The late Rep. John Lewis (D-GA), a civil rights icon, left behind a passionate exhortation to the country amid nationwide unrest over race in the Trump era.

On the same day as Lewis’ funeral Thursday, the New York Times published an op-ed penned by the congressman.

In the essay, Lewis described how Martin Luther King Jr. inspired him to take action in the Civil Rights movement as black Americans like Emmett Till suffered racist violence by a country governed by white supremacy.

“Ordinary people with extraordinary vision can redeem the soul of America by getting in what I call good trouble, necessary trouble,” Lewis wrote.

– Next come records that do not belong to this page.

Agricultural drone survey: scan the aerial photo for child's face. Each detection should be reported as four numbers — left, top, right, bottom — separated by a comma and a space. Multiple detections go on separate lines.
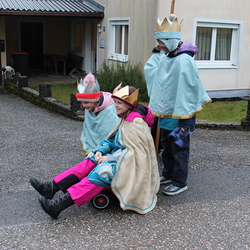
114, 98, 129, 115
81, 102, 98, 112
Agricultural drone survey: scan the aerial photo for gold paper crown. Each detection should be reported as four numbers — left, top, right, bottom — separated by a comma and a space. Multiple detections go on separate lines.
112, 83, 139, 107
155, 17, 181, 32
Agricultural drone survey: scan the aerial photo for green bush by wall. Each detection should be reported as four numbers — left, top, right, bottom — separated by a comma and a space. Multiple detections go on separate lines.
96, 60, 149, 102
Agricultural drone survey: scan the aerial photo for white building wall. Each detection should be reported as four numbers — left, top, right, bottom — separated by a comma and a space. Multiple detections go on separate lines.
94, 0, 250, 98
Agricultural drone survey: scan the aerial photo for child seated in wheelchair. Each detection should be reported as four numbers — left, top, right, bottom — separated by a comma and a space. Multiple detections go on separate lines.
30, 84, 160, 219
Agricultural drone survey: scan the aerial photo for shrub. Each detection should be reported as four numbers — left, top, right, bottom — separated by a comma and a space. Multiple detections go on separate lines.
96, 60, 149, 102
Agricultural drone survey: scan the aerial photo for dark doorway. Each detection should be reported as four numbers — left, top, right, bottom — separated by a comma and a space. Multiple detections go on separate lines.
21, 22, 43, 70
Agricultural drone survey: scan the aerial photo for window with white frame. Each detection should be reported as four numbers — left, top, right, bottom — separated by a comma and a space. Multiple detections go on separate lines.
108, 19, 129, 62
195, 19, 242, 68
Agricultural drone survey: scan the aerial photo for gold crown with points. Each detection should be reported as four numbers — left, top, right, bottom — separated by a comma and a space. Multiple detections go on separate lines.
112, 83, 139, 107
155, 17, 181, 32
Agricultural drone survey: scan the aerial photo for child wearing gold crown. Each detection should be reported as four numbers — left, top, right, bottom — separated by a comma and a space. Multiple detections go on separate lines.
144, 8, 211, 195
30, 84, 159, 218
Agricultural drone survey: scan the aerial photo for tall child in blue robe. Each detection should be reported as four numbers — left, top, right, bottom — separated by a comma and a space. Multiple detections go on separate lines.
144, 14, 211, 195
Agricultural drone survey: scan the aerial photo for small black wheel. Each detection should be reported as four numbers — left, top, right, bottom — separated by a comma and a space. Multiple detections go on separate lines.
92, 194, 109, 209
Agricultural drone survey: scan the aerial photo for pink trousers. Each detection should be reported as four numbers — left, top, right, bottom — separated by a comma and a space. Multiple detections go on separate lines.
54, 159, 103, 207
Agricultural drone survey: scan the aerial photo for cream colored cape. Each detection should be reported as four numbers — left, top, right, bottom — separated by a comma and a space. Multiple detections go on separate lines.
108, 117, 160, 214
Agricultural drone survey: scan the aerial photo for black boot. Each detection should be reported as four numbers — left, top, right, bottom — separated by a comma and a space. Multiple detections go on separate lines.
30, 178, 59, 199
41, 192, 74, 219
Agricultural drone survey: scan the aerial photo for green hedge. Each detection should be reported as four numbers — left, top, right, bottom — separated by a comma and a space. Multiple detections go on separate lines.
96, 60, 149, 102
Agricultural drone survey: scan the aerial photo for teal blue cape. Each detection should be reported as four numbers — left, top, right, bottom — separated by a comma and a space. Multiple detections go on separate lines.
144, 53, 211, 119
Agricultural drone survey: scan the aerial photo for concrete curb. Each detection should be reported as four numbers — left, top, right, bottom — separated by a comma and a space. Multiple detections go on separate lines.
5, 83, 250, 131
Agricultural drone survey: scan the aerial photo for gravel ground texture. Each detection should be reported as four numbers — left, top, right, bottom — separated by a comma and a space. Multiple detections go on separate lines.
0, 94, 250, 250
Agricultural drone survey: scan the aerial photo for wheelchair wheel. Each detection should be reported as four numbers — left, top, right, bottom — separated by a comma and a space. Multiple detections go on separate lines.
92, 193, 109, 209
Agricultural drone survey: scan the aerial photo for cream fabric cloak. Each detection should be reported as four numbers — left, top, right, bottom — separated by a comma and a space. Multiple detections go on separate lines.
108, 117, 160, 214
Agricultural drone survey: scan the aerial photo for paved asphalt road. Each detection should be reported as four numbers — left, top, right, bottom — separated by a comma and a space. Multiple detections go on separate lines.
0, 94, 250, 250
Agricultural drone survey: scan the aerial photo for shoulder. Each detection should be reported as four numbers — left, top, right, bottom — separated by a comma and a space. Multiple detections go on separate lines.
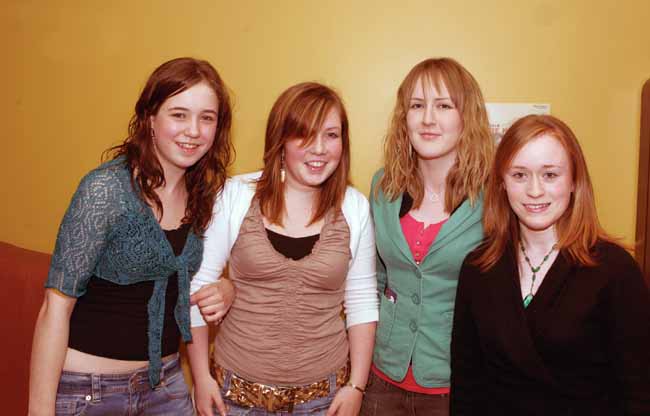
78, 158, 130, 193
341, 186, 370, 218
370, 168, 384, 198
372, 168, 384, 186
223, 171, 262, 198
592, 240, 639, 276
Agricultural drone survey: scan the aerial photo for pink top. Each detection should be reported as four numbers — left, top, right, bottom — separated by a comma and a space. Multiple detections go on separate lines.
372, 213, 449, 394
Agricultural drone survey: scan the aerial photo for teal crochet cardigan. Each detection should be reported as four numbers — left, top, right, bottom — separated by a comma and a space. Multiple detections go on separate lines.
45, 158, 203, 387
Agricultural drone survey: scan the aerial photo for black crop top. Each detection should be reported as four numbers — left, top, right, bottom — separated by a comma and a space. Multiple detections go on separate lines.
266, 228, 320, 260
68, 224, 190, 361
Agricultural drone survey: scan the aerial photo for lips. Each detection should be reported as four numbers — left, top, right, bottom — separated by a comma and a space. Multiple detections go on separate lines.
419, 131, 442, 140
523, 202, 551, 213
305, 160, 327, 173
176, 142, 200, 155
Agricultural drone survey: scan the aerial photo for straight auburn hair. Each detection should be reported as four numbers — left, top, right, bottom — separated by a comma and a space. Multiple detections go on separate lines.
473, 115, 614, 272
102, 58, 234, 235
375, 58, 494, 212
255, 82, 350, 226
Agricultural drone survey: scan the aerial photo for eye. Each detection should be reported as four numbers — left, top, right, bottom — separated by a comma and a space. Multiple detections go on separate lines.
544, 172, 559, 180
510, 171, 526, 180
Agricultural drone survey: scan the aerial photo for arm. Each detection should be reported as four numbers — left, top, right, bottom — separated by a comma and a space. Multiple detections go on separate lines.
190, 180, 237, 327
29, 171, 115, 415
327, 193, 379, 416
603, 249, 650, 415
187, 326, 226, 416
29, 289, 77, 416
450, 258, 485, 415
370, 173, 388, 295
187, 180, 236, 415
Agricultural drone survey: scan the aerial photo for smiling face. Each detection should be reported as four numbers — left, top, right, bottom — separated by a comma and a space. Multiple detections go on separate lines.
406, 77, 463, 161
284, 108, 343, 190
150, 82, 218, 174
503, 134, 575, 233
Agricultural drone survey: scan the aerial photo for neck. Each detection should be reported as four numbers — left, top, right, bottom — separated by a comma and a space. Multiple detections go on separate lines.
284, 183, 320, 215
156, 168, 185, 195
418, 154, 456, 194
519, 224, 557, 253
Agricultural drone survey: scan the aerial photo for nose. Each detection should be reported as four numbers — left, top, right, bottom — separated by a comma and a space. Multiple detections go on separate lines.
526, 175, 544, 198
310, 134, 326, 155
185, 117, 200, 138
422, 104, 436, 126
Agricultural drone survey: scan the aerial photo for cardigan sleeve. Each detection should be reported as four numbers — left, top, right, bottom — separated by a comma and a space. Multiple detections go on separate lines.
450, 255, 485, 415
370, 169, 388, 294
45, 168, 119, 297
602, 247, 650, 415
344, 190, 379, 328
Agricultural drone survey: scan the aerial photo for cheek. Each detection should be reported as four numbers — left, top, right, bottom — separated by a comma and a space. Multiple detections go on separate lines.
284, 145, 304, 168
329, 140, 343, 163
445, 112, 463, 136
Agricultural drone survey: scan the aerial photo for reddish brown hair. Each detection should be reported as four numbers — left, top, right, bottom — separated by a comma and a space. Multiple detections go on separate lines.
474, 115, 612, 271
375, 58, 494, 212
255, 82, 350, 225
104, 58, 234, 234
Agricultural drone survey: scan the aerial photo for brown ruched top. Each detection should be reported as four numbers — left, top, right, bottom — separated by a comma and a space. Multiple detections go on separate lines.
215, 199, 351, 385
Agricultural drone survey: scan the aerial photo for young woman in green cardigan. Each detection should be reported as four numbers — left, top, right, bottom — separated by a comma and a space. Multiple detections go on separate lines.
361, 58, 494, 416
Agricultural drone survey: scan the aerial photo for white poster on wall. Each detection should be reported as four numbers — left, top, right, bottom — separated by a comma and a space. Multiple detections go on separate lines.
485, 103, 551, 144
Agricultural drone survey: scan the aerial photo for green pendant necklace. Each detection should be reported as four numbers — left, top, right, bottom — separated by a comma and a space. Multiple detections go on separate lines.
519, 242, 555, 309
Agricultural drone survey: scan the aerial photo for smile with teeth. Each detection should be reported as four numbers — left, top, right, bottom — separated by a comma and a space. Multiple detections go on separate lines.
305, 160, 326, 169
176, 143, 199, 150
524, 202, 551, 212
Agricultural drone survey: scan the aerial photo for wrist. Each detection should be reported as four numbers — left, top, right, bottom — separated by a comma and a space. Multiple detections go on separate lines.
345, 381, 366, 395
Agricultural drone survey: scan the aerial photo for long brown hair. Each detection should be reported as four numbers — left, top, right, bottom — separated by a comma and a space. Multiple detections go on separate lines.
474, 115, 613, 271
255, 82, 350, 225
375, 58, 494, 212
104, 58, 234, 234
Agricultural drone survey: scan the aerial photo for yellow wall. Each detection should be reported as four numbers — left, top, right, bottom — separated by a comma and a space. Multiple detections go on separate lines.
0, 0, 650, 251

The late congressman emphasized the importance of voting, which he calls “the most powerful nonviolent change agent you have in a democratic society.”

“You must use it because it is not guaranteed. You can lose it,” he warned.

Lewis concluded his essay with a final call to action.

“Though I may not be here with you, I urge you to answer the highest calling of your heart and stand up for what you truly believe,” he wrote. “In my life I have done all I can to demonstrate that the way of peace, the way of love and nonviolence is the more excellent way. Now it is your turn to let freedom ring.”

The civil rights leader’s warning that voting rights are not assured was published on the same day President Donald Trump tweeted an alarming suggestion to delay the November elections, even though he does not have the power to do so.